Keywords otoacoustic emissions - auditory brainstem responses - efferent pathways - speech
Introduction
The human auditory system consists of afferent and efferent pathways that interact
with each other while processing the auditory information.[1 ] The efferent pathways of the auditory system are believed to aid in selective attention,[2 ]
[3 ] protect the inner ear from auditory fatigability and acoustic trauma,[4 ]
[5 ]
[6 ] and improve the coding of signals embedded in noise,[7 ]
[8 ]
[9 ] speech perception in noise,[10 ]
[11 ]
[12 ]
[13 ] and sound localization in noise.[14 ] The role of efferent auditory pathways on speech perception in noise has received
greater attention among researchers,[10 ]
[11 ]
[12 ]
[13 ]
[15 ]
[16 ]
[17 ]
[18 ]
[19 ]
[20 ]
[21 ]
[22 ] but their functional role in speech perception is not understood.

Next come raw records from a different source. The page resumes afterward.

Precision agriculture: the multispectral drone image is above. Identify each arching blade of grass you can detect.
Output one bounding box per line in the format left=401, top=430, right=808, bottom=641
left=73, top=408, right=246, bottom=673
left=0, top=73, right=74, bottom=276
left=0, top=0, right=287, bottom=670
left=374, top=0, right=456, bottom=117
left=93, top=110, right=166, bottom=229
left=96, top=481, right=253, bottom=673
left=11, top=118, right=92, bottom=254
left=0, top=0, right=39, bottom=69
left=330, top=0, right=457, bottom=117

Several studies have investigated the role of efferent auditory pathways on the perception
of speech in noise. Earlier, investigations were performed among individuals who had
undergone transection of the olivocochlear bundle during vestibular neurectomy.[11 ]
[17 ] These investigations elicited efferent activity of the auditory system by presenting
noise to the contralateral ear of participants (referred to as contralateral noise).
Findings of the above investigations showed a significant improvement in speech identification
score (5–10%) among normally hearing individuals when noise was presented to the contralateral
ear. In contrast, no such improvement in speech identification score was observed
among individuals who had undergone vestibular neurectomy. These findings revealed
the significance of efferent pathways for the perception of speech in noise. Thus,
the efferent pathways are assumed to improve speech perception in noise.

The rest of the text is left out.